Dovetailing HUD’s decision to deny the county’s AI earlier this month, a federal appeals panel also denied the seventh appeal from the county on April 28, ruling that Westchester has engaged in “total obstructionism” regarding its 2009 federal mandate to increase access to affordable housing in more affluent pockets of the county.

In addition to denying an appeal of HUD’s rejection to the county’s AI, the panel also found that county officials had failed to ensure the construction of a contested project in the town of New Castle called Chappaqua Station by “all available means.”

The project, which is geared to build 28 affordable housing units near New Castle’s Metro-North Railroad stop, was the subject of staunch opposition from local officials who insisted the development be built in a different location. The project has since moved forward with reluctant permission from the local town board.

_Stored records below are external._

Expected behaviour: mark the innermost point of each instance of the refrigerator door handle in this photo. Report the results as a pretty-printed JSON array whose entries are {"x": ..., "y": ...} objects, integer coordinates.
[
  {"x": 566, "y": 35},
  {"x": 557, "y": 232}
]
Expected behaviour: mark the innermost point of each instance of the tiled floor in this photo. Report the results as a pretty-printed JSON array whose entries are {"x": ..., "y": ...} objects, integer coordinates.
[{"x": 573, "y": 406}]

In a statement last week, Ned McCormack, a spokesman for the Republican Astorino administration, said he is confident that the county will still be able to clear up its remaining requirements from the settlement, despite the latest denial.

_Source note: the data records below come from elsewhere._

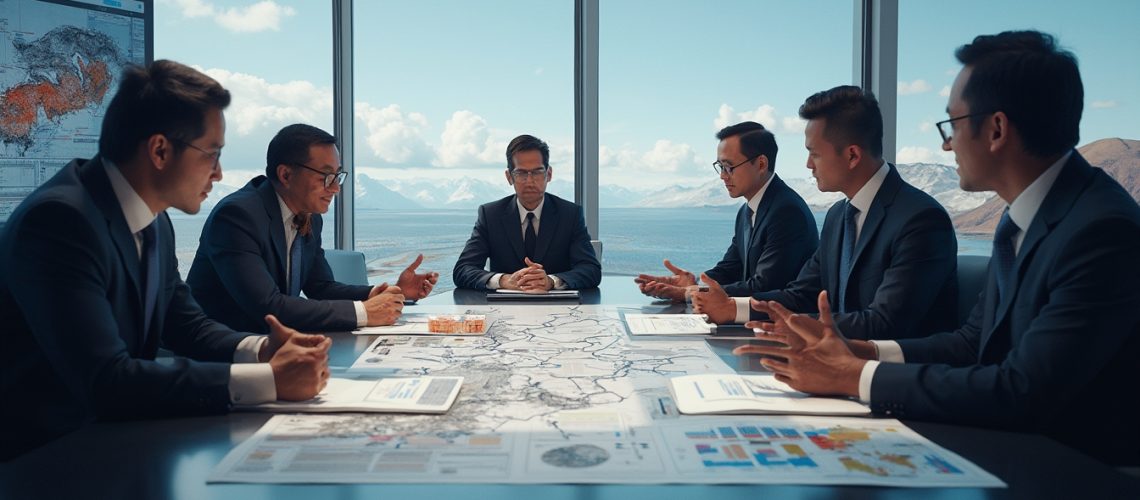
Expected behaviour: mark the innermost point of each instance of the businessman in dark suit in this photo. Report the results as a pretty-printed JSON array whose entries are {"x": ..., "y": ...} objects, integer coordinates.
[
  {"x": 261, "y": 247},
  {"x": 887, "y": 253},
  {"x": 535, "y": 242},
  {"x": 774, "y": 231},
  {"x": 1052, "y": 344},
  {"x": 89, "y": 285}
]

“The monitor-approved consultant, VHB, has found no evidence of exclusionary zoning based on race,” he said. “We are confident the remaining requirements can be met, and the settlement concluded in a timely manner.”

But county Legislator Ken Jenkins, a Yonkers Democrat who is seeking the Democratic nomination for county executive, believes that the consultant provided the Astorino administration with the proper framework for successfully completing the AI. “I believe Rob Astornio took that document and cut it out, and then submitted that without the thing the [HUD] consultant said to do,” he said.

Astorino’s administration has yet to detail a specific plan on how it will rectify problems with its latest submission.

State Sen. George Latimer, a Rye Democrat who is also running for county executive, said, if elected in November, he would travel down to Washington, D.C., and walk straight into HUD’s offices and say, “Guys, we are here to settle this.” “I guarantee as County Executive George Latimer,” he said, “within a month we will have turned the corner on this issue.”

Latimer also criticized Astorino for using ideology in the 2009 county executive campaign to rally his base against the Obama administration. “It led him to play George Wallace in the schoolhouse door and that’s exactly what he did,” he said referencing the former segregationist Alabama governor. “He stood in the schoolhouse door and said, ‘No housing in my county.’”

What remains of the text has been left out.